Trade Me was founded in 1999 by Sam Morgan, a former consultant with Deloitte. It was sold it in 2006 for $750 million and filed for an IPO two years ago, becoming a public company, van Deventer explained.
Discussing eBay’s failed attempt to enter the market and Trade Me’s success, van Deventer said “it comes down to good execution,” and the fact the company was a locally owned and operated organization.
Asked about their approach at managing reputation for buyers and seller, van Deventer said Trade Me had a feedback system, a team designated to handle users who need to be banned, plus 50 people in the customer service team that also deal with the issues at hand.

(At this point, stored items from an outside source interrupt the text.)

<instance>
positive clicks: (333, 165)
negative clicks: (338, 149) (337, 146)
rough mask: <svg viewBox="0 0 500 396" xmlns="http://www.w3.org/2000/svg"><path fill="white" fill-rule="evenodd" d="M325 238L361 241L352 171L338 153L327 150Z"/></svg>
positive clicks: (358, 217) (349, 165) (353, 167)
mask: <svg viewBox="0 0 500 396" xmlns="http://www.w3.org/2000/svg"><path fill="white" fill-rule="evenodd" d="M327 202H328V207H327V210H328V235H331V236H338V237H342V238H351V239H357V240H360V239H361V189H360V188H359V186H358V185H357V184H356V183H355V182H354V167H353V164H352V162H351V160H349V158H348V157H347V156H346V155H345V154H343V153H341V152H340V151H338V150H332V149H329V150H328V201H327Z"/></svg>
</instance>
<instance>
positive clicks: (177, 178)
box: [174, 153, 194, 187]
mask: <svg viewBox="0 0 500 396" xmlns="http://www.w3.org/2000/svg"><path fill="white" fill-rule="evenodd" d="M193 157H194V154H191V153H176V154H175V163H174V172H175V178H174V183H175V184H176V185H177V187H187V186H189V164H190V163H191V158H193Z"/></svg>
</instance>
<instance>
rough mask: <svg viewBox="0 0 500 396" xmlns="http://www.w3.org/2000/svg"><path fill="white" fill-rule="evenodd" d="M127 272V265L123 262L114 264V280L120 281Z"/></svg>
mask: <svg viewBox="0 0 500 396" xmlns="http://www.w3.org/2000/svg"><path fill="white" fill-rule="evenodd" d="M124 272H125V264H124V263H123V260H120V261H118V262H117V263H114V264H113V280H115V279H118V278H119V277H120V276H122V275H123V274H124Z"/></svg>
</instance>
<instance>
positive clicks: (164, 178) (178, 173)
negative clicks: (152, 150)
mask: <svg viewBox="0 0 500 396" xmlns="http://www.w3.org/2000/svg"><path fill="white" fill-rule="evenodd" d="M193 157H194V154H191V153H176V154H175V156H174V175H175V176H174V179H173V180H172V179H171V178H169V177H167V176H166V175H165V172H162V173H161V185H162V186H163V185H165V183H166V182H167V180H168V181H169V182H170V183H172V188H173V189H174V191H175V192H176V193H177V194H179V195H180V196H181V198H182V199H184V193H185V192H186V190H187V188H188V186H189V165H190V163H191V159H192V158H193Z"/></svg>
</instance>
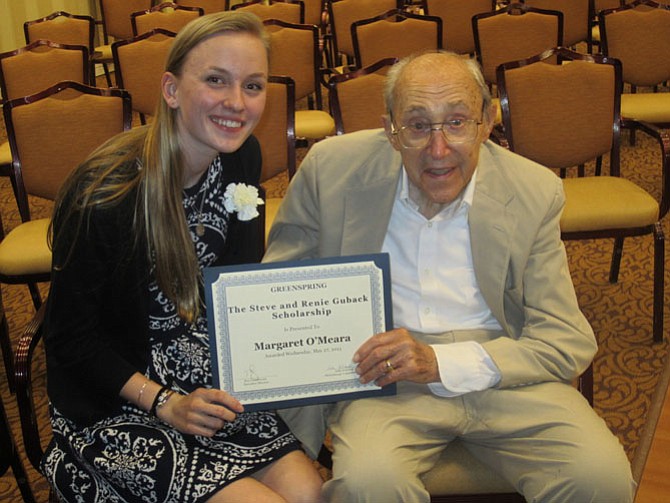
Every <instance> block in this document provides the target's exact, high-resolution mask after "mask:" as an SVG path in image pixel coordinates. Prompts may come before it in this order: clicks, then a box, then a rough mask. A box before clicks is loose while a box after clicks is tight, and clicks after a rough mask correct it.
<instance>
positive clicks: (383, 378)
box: [354, 328, 440, 386]
mask: <svg viewBox="0 0 670 503" xmlns="http://www.w3.org/2000/svg"><path fill="white" fill-rule="evenodd" d="M354 363H357V364H358V366H357V367H356V372H357V373H358V374H359V375H360V376H361V377H360V379H361V382H362V383H363V384H366V383H368V382H371V381H375V383H376V384H377V385H379V386H386V385H387V384H391V383H393V382H397V381H412V382H417V383H423V384H427V383H431V382H439V381H440V373H439V369H438V366H437V358H436V357H435V352H434V351H433V348H431V347H430V346H429V345H427V344H423V343H421V342H419V341H417V340H416V339H414V338H413V337H412V336H411V335H410V334H409V332H408V331H407V330H405V329H404V328H399V329H396V330H391V331H390V332H384V333H381V334H377V335H375V336H373V337H371V338H370V339H368V340H367V341H365V343H363V345H362V346H361V347H360V348H358V351H356V354H355V355H354Z"/></svg>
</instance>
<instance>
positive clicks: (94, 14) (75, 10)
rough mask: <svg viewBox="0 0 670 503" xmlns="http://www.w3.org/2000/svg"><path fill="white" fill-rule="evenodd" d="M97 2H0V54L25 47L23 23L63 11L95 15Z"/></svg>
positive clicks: (73, 1) (64, 0)
mask: <svg viewBox="0 0 670 503" xmlns="http://www.w3.org/2000/svg"><path fill="white" fill-rule="evenodd" d="M96 6H97V0H0V52H6V51H12V50H14V49H16V48H18V47H21V46H23V45H25V42H26V41H25V37H24V36H23V23H24V22H26V21H32V20H33V19H39V18H41V17H44V16H48V15H49V14H51V13H52V12H56V11H58V10H63V11H65V12H69V13H70V14H87V15H92V16H93V17H94V18H96V19H97V18H98V17H97V15H96V9H97V7H96Z"/></svg>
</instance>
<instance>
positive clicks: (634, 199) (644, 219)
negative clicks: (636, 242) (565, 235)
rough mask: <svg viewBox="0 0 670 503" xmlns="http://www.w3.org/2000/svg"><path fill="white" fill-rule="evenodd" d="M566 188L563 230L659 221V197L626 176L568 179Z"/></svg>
mask: <svg viewBox="0 0 670 503" xmlns="http://www.w3.org/2000/svg"><path fill="white" fill-rule="evenodd" d="M563 187H564V189H565V199H566V204H565V208H564V209H563V215H562V216H561V231H562V232H578V231H590V230H599V229H620V228H625V227H644V226H647V225H653V224H654V223H656V222H657V221H658V217H659V205H658V202H657V201H656V199H654V198H653V197H652V196H651V195H650V194H649V193H647V192H646V191H645V190H643V189H641V188H640V187H638V186H637V185H635V184H634V183H632V182H630V181H628V180H626V179H624V178H619V177H614V176H592V177H579V178H565V179H564V180H563Z"/></svg>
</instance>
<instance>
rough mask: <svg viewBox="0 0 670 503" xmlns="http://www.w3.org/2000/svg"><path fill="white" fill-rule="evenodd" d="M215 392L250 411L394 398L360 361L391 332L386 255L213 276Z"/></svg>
mask: <svg viewBox="0 0 670 503" xmlns="http://www.w3.org/2000/svg"><path fill="white" fill-rule="evenodd" d="M204 278H205V298H206V302H207V322H208V327H209V338H210V346H211V352H212V374H213V378H214V386H216V387H218V388H220V389H223V390H226V391H227V392H229V393H230V394H231V395H233V396H234V397H236V398H237V399H238V400H239V401H240V402H241V403H242V404H243V405H244V407H245V410H263V409H274V408H283V407H294V406H297V405H306V404H314V403H326V402H334V401H338V400H344V399H352V398H363V397H369V396H381V395H390V394H394V393H395V385H389V386H385V387H383V388H381V387H379V386H377V385H376V384H374V383H368V384H361V383H360V382H359V380H358V379H359V376H358V374H356V372H355V364H354V363H353V362H352V358H353V356H354V353H355V352H356V350H357V349H358V348H359V347H360V346H361V344H363V342H365V341H366V340H367V339H368V338H370V337H371V336H372V335H374V334H376V333H379V332H385V331H387V330H390V328H391V327H392V326H393V322H392V317H391V287H390V277H389V258H388V255H387V254H383V253H379V254H372V255H357V256H350V257H338V258H328V259H315V260H301V261H296V262H277V263H270V264H246V265H241V266H224V267H211V268H206V269H205V271H204Z"/></svg>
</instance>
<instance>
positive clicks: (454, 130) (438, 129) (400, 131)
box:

Listing the most bizarre things sold on Trade Me, van Deventer mentioned a scary washing machine sold by a student who scored a record 3 million views, and a boulder the size of a truck that landed in someone’s living room (in the Cristchurch earthquake of 2011) that eventually sold for 25,000 NZD.
Discussing the Trade Me infrastructure, van Deventer mentioned they were using two data centers in Auckland and Wellington. The website gets 70 million page impressions per day, 700,000 visitors and a team of 50 developers.
“Our Splunk journey started with a sys log replacement,” van Deventer said. “We started seeing a lot of value, being able to correlate, get context.”
Asked what made Splunk a great choice, van Deventer said, “I think for us is the ease of being able to create the dashboards, the searches. For us it was really easy to work with Splunk. We just kind of took to it, it was a really easy implementation for us. We’re getting so much value out of it. It’s helped us prevent problems, but we are now delivering business intelligence with it.” He added, “the real time search capabilities really put us a step ahead. I am a pretty happy customer to be honest.”
Asked about the security issues they were facing, van Deventer said it was less about DDOS, and more about people trying to scam inside the system – phishing, fake listings, etc.
The two future big things in their collaboration with Splunk, van Deventer said, were mobile (40 percent of site users are mobile users), and pure BI, being able to use the new Splunk tools.